The consumption of electricity by different types of electricity demands is shown for a selection of hours in the first two days of January (Figure 15). The electricity demand of heat pumps in the district heating system is constant, which provides the heat shown in Figure 13. Smart charging vehicles charge during the night, as seen in hours 1–7. Electrolyzers operate when there is cheaper electricity, for instance when wind power is high (see Figure 7 and Figure 15). Conventional electricity demand fluctuates between day and night.
The total transport energy demand is reduced from 720 GWh to 510 GWh. Transport fuels shift from being sourced from fossil fuels to being sourced from electrofuels and electricity (Figure 16).

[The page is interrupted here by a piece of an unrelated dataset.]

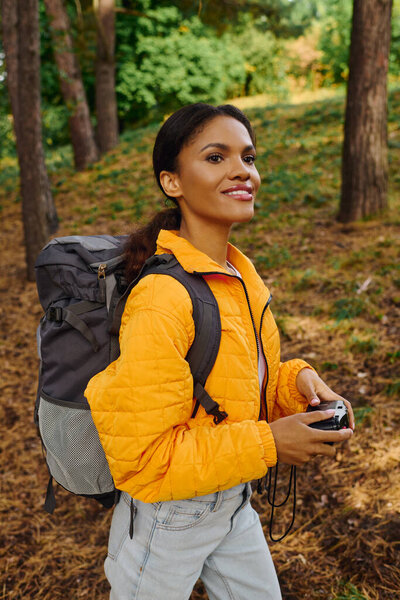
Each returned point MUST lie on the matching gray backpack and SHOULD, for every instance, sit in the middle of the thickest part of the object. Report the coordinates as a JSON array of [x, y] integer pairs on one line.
[[81, 286]]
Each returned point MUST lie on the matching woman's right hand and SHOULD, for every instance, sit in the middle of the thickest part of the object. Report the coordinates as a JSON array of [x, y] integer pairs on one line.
[[296, 442]]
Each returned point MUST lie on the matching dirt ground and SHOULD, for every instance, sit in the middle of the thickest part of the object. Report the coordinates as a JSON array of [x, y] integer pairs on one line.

4.4. Potential Investments Towards 2050

Investment cost data for technologies and energy efficiency initiatives could be entered into EnergyPLAN, and based on this the tool calculated the total potential investments. Potential investment costs for the technologies, or efficiency improvements, such as building retrofitting or district heating expansion, in the Sønderborg energy system were an important factor in determining their sustainability and for project implementation (Figure 17). The total investment costs were based on predicted unit costs in the future and the present value of money, and not total cost of ownership. Annualized costs based on lifetimes can be calculated but it is uncertain when these energy system changes will be implemented, which influences the annualized cost calculations. With more local knowledge, a roadmap can be combined with these investment costs to create annual expenditures.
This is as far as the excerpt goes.